Di sisi lain, kedua kubu menanggapi hasil perhitungan cepat dengan statment berbeda-beda, Moeldoko misalnya mengatakan jangan dulu berpikir ada kecurangan.
Sementara di Prabowo mengungkapkan banyak pendukung Prabowo yang merasa dirugikan karena tidak dapat memilih akibat terkendala berbagai alasan. Tentu maksud Prabowo ada kecurangan di pihak penyelenggaran dengan sangaj membuat pendukungnya tidak memilih.

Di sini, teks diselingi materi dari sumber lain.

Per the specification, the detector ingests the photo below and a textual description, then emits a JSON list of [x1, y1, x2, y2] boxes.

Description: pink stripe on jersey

Faktanya, memang benar. Ada jutaan orang dipastikan tidak bisa menyalurkan hak pilihnya karena kekurangan surat suara. Surat suara dicetak berdasarkan daftar pemilih tetap (DPT) ditambah 2 persen surat suara.

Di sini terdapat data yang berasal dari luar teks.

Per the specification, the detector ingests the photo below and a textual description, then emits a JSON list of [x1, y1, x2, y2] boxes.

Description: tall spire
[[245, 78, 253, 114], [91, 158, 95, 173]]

Ternyata banyak warga yang menggunakan KTP berbondong-bondong ke TPS untuk memilih. Parahnya, banyak warga pemegang C6 dan A5 tidak dapat memilih karena surat suara tidak mencukupi.

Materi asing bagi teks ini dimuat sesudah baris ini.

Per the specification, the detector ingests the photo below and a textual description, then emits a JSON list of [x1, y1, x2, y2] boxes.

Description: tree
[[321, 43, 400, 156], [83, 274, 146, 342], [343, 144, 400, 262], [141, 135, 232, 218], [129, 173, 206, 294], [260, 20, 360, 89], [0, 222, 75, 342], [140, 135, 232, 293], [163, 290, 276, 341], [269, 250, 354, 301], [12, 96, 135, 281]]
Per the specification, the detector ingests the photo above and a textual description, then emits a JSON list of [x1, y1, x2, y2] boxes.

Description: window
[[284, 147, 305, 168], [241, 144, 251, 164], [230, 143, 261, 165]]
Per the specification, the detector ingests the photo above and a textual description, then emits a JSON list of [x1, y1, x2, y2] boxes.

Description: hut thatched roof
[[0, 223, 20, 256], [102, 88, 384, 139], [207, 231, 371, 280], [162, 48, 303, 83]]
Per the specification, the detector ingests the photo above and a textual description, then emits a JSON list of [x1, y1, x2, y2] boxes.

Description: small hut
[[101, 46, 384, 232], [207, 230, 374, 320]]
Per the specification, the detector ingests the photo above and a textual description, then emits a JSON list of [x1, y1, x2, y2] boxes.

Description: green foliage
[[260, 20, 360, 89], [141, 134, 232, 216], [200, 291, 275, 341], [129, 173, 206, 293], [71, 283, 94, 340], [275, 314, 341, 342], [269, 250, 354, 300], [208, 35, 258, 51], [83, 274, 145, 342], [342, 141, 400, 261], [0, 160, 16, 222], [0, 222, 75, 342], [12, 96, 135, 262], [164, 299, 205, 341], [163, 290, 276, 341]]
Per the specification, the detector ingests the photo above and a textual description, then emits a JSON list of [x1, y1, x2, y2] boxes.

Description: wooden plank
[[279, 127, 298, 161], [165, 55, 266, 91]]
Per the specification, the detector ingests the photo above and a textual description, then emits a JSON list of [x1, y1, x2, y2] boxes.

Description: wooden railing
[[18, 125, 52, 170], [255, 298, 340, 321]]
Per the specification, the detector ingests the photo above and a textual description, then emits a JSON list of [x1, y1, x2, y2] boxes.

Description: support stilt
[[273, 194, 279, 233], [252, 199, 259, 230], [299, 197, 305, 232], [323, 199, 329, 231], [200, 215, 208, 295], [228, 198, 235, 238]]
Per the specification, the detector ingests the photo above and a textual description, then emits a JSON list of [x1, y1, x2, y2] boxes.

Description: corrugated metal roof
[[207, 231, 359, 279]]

Artinya, dimungkin warga itu adalah pendukung Prabowo-Sandi, bisa juga Jokwo-Ma'ruf Amin. Menebak apakah itu mereka atau tidak, sulit sekali. Gimik dan bahasa tubuh menunjukkan orang yang sedang mempertahankan sesuatu. Di sisi lain, protes berapi-api memaksanakan diri memilih agar Prabowo tidak kalah. Semuanya itu bisa saja terjadi.
Menariknya, pemberitaan di media didominasi klaim kemenangan Prabowo-Sandi. Sementara di kubu Jokowi-Ma'ruf hanya segelintir elit yang menanggapi hasil kemenangan menurut quick count. Entah ada instruksi untuk tidak menanggapi lebih dulu sebelum ada hasil resmi KPU, atau sengaja memancing Prabowo bernyanyi ditengah kekalahannya, setelah itu ditajatuhkan.
Bahkan bisa saja, keriaan dan dominasi Prabowo merupakan sikap ingin membuktikan kepada masyarakat adanya kecurangan dalam pemilu dan perhitungannya.